In my PhD, I focused on Iranian cinema and employed Critical Visual Discourse Analysis in dialogue with ethnographic approaches to everyday life. Through this work, I examined how cinematic forms shape everyday experiences of boredom, dissatisfaction, traumatisation, victimhood, and uncertainty, and how these experiences contribute to the affective production of political subjectivities.
Alongside this work, I have developed the concept of public sociological film, which emerges from public sociology and documentary filmmaking. This research is presented in my book Visualising Social Narratives: Sociology Meets Documentary, under contract with Palgrave Macmillan. In the book, I examine how sociology can shape filmmaking and how documentary film can function as a sociological practice in its own right, rather than simply an object of analysis or a tool for dissemination. The concept of public sociological film treats filmmaking as a mode of sociological inquiry that communicates research through cinematic form across different genres and works with publics and communities in the co-production of knowledge, drawing on participatory and arts-based research traditions.

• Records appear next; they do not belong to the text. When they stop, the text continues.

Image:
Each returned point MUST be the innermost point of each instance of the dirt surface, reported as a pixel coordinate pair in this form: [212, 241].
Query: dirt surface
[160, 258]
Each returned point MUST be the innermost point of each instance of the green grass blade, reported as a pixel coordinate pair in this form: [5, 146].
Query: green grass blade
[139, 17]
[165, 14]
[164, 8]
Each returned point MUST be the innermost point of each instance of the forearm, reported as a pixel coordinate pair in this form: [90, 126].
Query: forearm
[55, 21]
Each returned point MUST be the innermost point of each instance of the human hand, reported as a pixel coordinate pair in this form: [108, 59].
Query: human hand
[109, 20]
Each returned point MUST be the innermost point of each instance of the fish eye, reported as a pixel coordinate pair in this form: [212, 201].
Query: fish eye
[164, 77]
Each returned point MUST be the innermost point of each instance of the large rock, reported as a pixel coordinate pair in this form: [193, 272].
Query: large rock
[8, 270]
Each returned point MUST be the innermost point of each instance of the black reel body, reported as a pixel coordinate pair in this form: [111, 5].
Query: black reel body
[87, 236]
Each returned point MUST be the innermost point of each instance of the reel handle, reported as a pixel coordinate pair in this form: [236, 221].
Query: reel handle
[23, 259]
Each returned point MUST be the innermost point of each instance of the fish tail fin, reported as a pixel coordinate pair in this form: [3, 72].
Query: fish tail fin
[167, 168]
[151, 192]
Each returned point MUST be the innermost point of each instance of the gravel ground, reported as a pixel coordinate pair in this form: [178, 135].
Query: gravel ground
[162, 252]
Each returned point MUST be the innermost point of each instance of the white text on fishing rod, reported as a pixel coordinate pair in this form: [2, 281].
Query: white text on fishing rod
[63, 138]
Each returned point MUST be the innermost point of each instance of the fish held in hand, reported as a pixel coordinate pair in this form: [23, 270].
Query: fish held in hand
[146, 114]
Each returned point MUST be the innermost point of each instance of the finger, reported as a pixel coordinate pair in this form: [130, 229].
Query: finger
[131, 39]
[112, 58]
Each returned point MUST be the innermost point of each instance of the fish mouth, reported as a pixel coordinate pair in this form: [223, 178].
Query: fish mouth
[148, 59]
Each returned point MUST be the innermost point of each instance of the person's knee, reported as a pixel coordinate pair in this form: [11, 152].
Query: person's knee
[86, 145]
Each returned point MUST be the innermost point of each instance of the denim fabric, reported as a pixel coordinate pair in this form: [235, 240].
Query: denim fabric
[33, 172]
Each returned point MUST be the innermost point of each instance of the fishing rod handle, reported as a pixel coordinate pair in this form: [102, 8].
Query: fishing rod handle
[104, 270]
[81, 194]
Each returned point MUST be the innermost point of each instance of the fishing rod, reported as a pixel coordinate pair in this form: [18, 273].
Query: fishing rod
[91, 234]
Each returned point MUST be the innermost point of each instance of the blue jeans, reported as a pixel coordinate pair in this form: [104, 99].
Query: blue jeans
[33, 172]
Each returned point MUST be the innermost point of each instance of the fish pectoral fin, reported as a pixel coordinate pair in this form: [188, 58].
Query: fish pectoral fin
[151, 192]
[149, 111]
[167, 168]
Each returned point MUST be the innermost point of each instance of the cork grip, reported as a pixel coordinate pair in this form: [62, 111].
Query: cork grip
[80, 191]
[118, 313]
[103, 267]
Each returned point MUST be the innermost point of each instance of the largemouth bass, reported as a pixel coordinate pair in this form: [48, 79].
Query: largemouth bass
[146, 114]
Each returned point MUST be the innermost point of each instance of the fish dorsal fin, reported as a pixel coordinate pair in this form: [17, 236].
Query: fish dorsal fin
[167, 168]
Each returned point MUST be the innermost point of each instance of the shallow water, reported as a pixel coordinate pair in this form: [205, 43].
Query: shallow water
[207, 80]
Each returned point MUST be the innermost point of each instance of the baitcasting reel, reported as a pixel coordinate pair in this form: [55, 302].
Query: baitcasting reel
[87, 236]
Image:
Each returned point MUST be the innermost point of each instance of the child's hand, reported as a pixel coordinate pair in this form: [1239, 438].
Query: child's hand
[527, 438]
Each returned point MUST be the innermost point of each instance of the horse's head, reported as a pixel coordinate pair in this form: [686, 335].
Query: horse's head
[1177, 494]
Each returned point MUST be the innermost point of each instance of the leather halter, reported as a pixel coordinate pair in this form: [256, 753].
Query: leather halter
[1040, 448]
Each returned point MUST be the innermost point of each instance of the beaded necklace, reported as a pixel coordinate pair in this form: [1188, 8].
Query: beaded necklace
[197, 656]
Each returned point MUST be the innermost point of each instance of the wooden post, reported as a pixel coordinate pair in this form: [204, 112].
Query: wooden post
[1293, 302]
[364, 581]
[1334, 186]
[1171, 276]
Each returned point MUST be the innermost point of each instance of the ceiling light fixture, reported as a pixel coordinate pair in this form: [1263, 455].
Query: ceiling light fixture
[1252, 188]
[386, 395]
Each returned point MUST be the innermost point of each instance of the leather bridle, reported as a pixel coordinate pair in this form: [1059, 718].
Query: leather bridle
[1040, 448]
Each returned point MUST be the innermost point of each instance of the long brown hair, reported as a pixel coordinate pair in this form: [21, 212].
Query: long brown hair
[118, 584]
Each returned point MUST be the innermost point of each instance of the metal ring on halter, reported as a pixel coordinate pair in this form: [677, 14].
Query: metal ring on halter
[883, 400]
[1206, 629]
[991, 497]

More recently, I’ve been asking how migration studies might look different if we drew on a wider range of epistemologies and moved beyond dominant Western perspectives. Coming from everyday life studies and also having personal experience of migration, I focus on decolonial approaches and on creating space for different ways of knowing.
If I were to choose keywords for my research, they would include public sociology, film, migration, everyday life studies, and decoloniality. But more than words, I see them as threads that weave my work together and hopefully open up a conversation about how we see, feel, and imagine society.